Far Side of Fifty said...

Looks like fun to me! They are both very can scan some of their "artwork" and then print them out as 4X6 photos for them to put in a scrapbook!
I am thinking of you and your family:)

Gombojav Tribe said...

I love having my kids paint! They make such a terrific mess and I find the whole thing very entertaining!

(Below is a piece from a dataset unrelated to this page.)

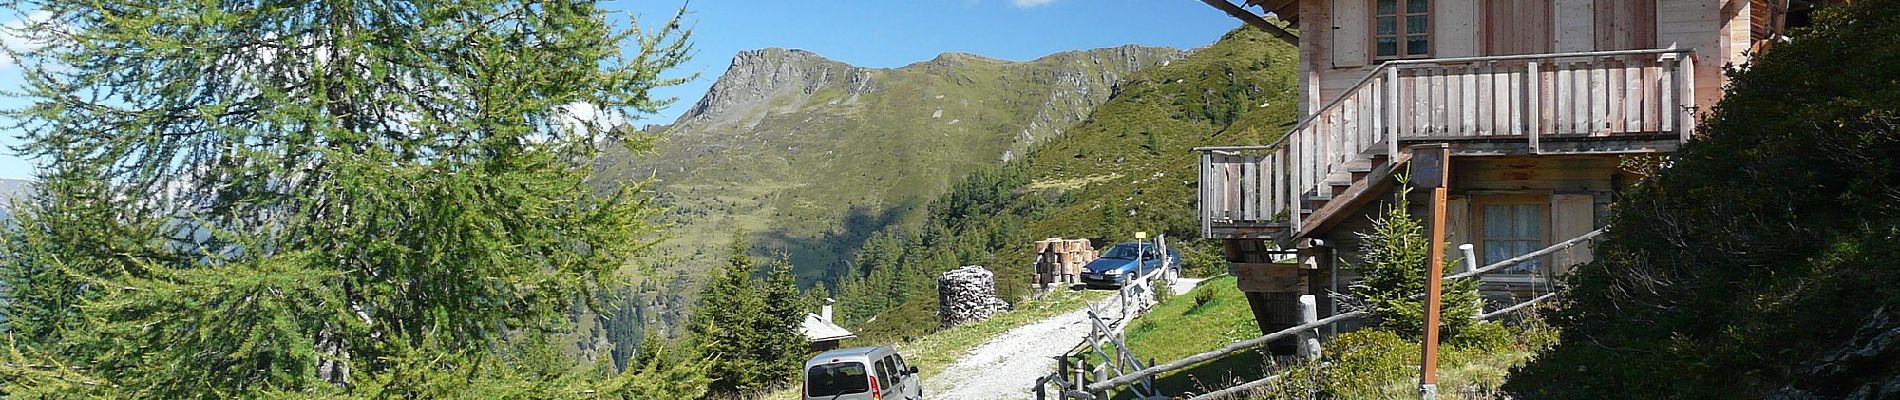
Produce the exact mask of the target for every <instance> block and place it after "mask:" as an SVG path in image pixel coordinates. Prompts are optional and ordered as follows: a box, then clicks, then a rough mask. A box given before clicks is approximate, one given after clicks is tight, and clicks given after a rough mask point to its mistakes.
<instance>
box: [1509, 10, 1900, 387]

What a fun Grandma you are!!!

(btw, visiting from BPOTW!)

grammy said...

Love the pictures (o:
My little 3 year old GD mixes so much together that it turns brown....ugly brown....but she will not take my advice. She wants it that way (o:
Butcher paper has worked pretty good for us.

I was so touched to read your post about your dad. He sounds so much like my Father in law. Strong... but so willing to let his wife direct life. maybe that was just the way it worked then. My dad died when i was three...and my mom never I don't know.
My MIL is going through the congestive heart failure. She was in the hospital for more than a month and home now....but she is 89 and not doing that great. It is wearing my FIL to a frazzle and will knock him down soon if things don't change. We are 700 miles away, but have been out there once during this. I think they need to get off of their 3 acres in MO and move to assisted Living.... now one seems able to make that happen.

Anyway, bless your heart. No matter the is hard to deal with the death of a parent.